-2-

38 6 1
                                    

Telepon berdering dari lantai bawah. sepertinya dari ibu, tak biasanya ibu menelpon, ada apa ya? Axel yang mendengar itu pun langsung bergegas keluar dari kamarnya. namun, saat hendak melangkah ia di kagetkan dengan seorang gadis yang menunggu nya di depan pintu. Axel membuang muka nya ke arah kiri, dan melangkah jauh dengan cepat dari Bulan.

Saat bertatap mata dengan Axel walaupun hanya sebentar ia sangat merasa senang. Bulan yang tadi melihat warna iris Axel hanya tersenyum. lagi. Bulan pun melayang mengikuti Axel ke lantai satu. sebenarnya ia bisa saja menembus dengan cepat dan tiba di sana lebih awal, tetapi ia mengurungkan niat nya dan memilih untuk tetap berada di belakang Axel, yah bagus juga jika ia memutuskan untuk hal itu. ia dapat lebih detail memandangi sekitar nya dengan seksama.

Telepon itu terus berdering, diambil lah gagang telepom itu oleh tangan kekar milik si tuan rumah. ia mendengarkan suara dari ujung telfon itu.

"...."

"Axel! ini ibu. hari ini ibu akan pulang lebih cepat dari biasanya, jadi nanti kita akan makan malam bersama."

"Ya" singkatnya, memang tidak tahu hormat kau Axel.

"Apa kakak mu itu sudah ada kabar? kapan dia akan pulang?" tanya ibu, seperti seorang yang tergesa gesa.

Sepertinya di sana banyak sekali orang yang mondar mandir dari arah yang bertabrakan. ia tak bisa mendengar dengan baik jika banyak suara dimana mana.

Axel tak menjawab. pilihan yang tepat untuknya.

"Axel? Apa kau masih disana? baiklah, nanti jika sampai rumah ceritakan pada ibu ya!"

Tut..tut..

Sebelum Ibu nya menutup pembicaraan, ia sudah terlebih dahulu menaruhnya di tempat asal telfon itu tinggal. dasar, masih beruntung kau Axel disana Ibumu yang tadinya akan memarahi mu tidak jadi karena pekerjaannya.

Axel pun membalikkan tubuh nya, bergerak untuk pergi ke kamar mandi. saat hendak memutar melangkah ia di kejutkan kembali oleh kehadiran Bulan.

"Whhuuaaa!!.." teriaknya, segera ia bungkam dengan tangannya. punggung nya menabrak meja telepon dan hampir terjatuh.

Lagi lagi jantungnya naik dan turun. bisakah Bulan tidak berada di belakangnya? jika terus menerus seperti ini bisa saja Axel terkena serangan jantung mendadak.

"Bisakah kau tidak mengikuti ku! jangan mengagetkan dari belakang seperti itu!.." omelnya.

"Kau kaget? bagaimana bisa?" seperti anak di bawah umur yang polos. padahal dia sendiri yang melakukannya tapi tidak tau kesalahannya, Axel mendengus sebal.

"Setidaknya jangan berada di belakang ku, jangan terlalu dekat juga. itu tidak baik, jika penasaran kau bisa di sampingku." jelasnya, memalingkan muka tidak ingin menatap muka Bulan.

"Ah, maafkan aku, habisnya kalau kau tak memberitahu lebih awal aku tidak akan melakukannya sampai seperti itu" ucapnya, tersenyum kecil.

Axel menghela nafas berat. oke, sepertinya sudah tidak apa apa, lagipula seperti yang dirinya katakan gadis itu akan berada di sampingnya saat ini. apa yang sudah dilakukan, harus bisa menerima resikonya seberat apapun itulah prinsip dirinya.
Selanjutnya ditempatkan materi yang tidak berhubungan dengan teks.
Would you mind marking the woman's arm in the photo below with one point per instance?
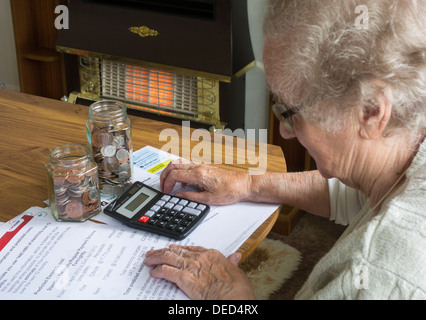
(305, 190)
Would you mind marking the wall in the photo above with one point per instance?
(257, 96)
(8, 64)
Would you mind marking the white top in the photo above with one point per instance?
(379, 256)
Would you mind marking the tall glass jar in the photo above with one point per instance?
(73, 185)
(109, 132)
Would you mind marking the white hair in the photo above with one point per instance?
(326, 51)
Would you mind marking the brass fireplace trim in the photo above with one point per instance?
(144, 31)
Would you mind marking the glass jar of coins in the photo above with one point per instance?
(110, 136)
(73, 183)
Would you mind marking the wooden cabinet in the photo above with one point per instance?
(41, 67)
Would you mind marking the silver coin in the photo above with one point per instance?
(108, 151)
(124, 167)
(122, 155)
(118, 141)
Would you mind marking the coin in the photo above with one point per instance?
(102, 138)
(122, 155)
(108, 151)
(75, 209)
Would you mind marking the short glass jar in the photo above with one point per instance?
(109, 132)
(73, 184)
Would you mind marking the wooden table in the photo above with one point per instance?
(31, 126)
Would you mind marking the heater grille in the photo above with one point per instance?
(152, 90)
(151, 87)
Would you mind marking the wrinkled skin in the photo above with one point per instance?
(200, 273)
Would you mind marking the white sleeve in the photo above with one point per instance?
(345, 202)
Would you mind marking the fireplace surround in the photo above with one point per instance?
(172, 59)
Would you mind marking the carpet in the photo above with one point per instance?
(269, 266)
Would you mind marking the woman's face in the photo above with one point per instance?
(331, 150)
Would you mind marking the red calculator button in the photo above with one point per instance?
(144, 219)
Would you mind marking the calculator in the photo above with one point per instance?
(146, 208)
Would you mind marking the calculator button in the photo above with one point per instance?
(163, 210)
(174, 200)
(160, 203)
(165, 197)
(176, 220)
(201, 207)
(171, 226)
(178, 207)
(186, 223)
(161, 223)
(155, 208)
(144, 219)
(192, 205)
(183, 202)
(169, 205)
(149, 213)
(190, 217)
(181, 215)
(191, 211)
(173, 212)
(180, 229)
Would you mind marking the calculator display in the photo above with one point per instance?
(136, 202)
(148, 209)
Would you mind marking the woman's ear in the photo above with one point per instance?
(374, 116)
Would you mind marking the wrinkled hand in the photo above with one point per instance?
(218, 186)
(200, 273)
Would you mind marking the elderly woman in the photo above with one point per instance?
(352, 90)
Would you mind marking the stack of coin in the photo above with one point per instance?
(112, 150)
(76, 193)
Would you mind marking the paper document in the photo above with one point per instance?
(41, 258)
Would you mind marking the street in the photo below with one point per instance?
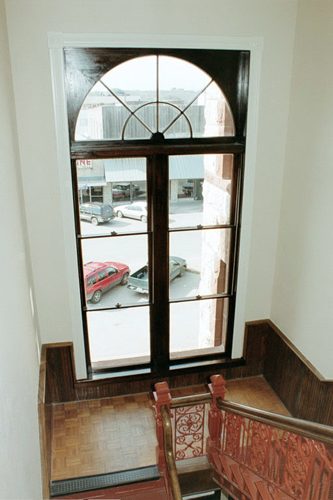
(124, 333)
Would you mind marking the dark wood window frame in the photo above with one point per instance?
(230, 70)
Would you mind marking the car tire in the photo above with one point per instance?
(96, 297)
(124, 279)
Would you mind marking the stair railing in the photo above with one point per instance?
(165, 456)
(262, 455)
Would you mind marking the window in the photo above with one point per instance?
(163, 133)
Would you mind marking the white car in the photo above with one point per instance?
(136, 210)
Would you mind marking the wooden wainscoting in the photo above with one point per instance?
(61, 385)
(298, 384)
(267, 352)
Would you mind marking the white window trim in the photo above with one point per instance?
(56, 42)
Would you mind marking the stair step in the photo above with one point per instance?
(207, 495)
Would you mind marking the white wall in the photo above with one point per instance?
(29, 21)
(19, 448)
(303, 294)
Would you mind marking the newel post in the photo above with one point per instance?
(162, 397)
(217, 390)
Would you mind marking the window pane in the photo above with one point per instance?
(198, 327)
(200, 262)
(110, 265)
(200, 190)
(112, 195)
(119, 337)
(134, 81)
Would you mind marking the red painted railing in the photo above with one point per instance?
(254, 454)
(267, 456)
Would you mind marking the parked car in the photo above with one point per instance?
(96, 212)
(138, 281)
(99, 277)
(123, 190)
(136, 210)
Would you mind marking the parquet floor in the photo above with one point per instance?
(114, 434)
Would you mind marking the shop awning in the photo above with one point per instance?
(134, 169)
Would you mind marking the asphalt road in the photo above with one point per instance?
(124, 333)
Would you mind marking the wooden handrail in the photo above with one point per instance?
(312, 430)
(168, 453)
(193, 399)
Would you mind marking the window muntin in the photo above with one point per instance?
(155, 152)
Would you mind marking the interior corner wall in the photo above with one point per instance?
(19, 450)
(303, 293)
(30, 21)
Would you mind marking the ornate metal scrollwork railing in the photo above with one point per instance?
(255, 454)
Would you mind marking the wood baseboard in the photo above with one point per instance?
(267, 352)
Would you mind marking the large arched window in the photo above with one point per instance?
(157, 146)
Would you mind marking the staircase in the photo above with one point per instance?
(209, 448)
(254, 454)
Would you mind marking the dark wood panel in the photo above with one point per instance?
(61, 385)
(297, 383)
(266, 351)
(45, 426)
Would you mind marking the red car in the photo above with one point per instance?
(100, 277)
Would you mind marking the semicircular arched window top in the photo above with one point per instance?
(154, 94)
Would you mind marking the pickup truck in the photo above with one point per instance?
(138, 281)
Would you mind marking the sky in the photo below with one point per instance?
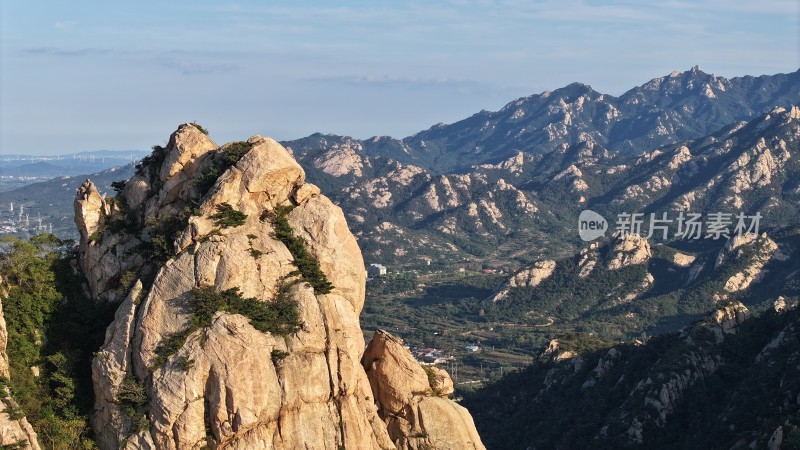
(92, 75)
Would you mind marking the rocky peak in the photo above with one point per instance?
(628, 250)
(243, 229)
(412, 399)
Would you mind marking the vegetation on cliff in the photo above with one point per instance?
(53, 329)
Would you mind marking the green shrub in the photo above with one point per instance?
(222, 160)
(200, 128)
(226, 216)
(280, 317)
(278, 355)
(118, 186)
(306, 263)
(131, 393)
(150, 165)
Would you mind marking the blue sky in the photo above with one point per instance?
(122, 75)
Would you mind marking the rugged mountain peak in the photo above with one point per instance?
(245, 334)
(628, 250)
(412, 400)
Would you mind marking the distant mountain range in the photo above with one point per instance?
(506, 187)
(672, 108)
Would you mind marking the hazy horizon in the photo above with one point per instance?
(91, 76)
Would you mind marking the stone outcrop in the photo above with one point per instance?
(413, 401)
(227, 384)
(628, 250)
(756, 251)
(528, 277)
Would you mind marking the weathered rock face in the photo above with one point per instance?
(629, 250)
(413, 401)
(229, 385)
(528, 277)
(756, 250)
(12, 430)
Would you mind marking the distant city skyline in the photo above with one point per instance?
(92, 75)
Pemuda itu berjalan santai membawa handuk biru dongker untuk membersihkan badan. Bulan yang tidak tahu apa apa hanya melihat sekeliling. astaga sepertinya Axel diam diam seperti merawat anak di bawah umur entah anak siapa ini, tapi hanya saja tidak terlihat.

Luas sekali rumah Axel. ya memang walaupun terlihat sederhana namun sangat nyaman. Bulan bisa merasakan hal itu, seperti sedang telepati pikiran ya.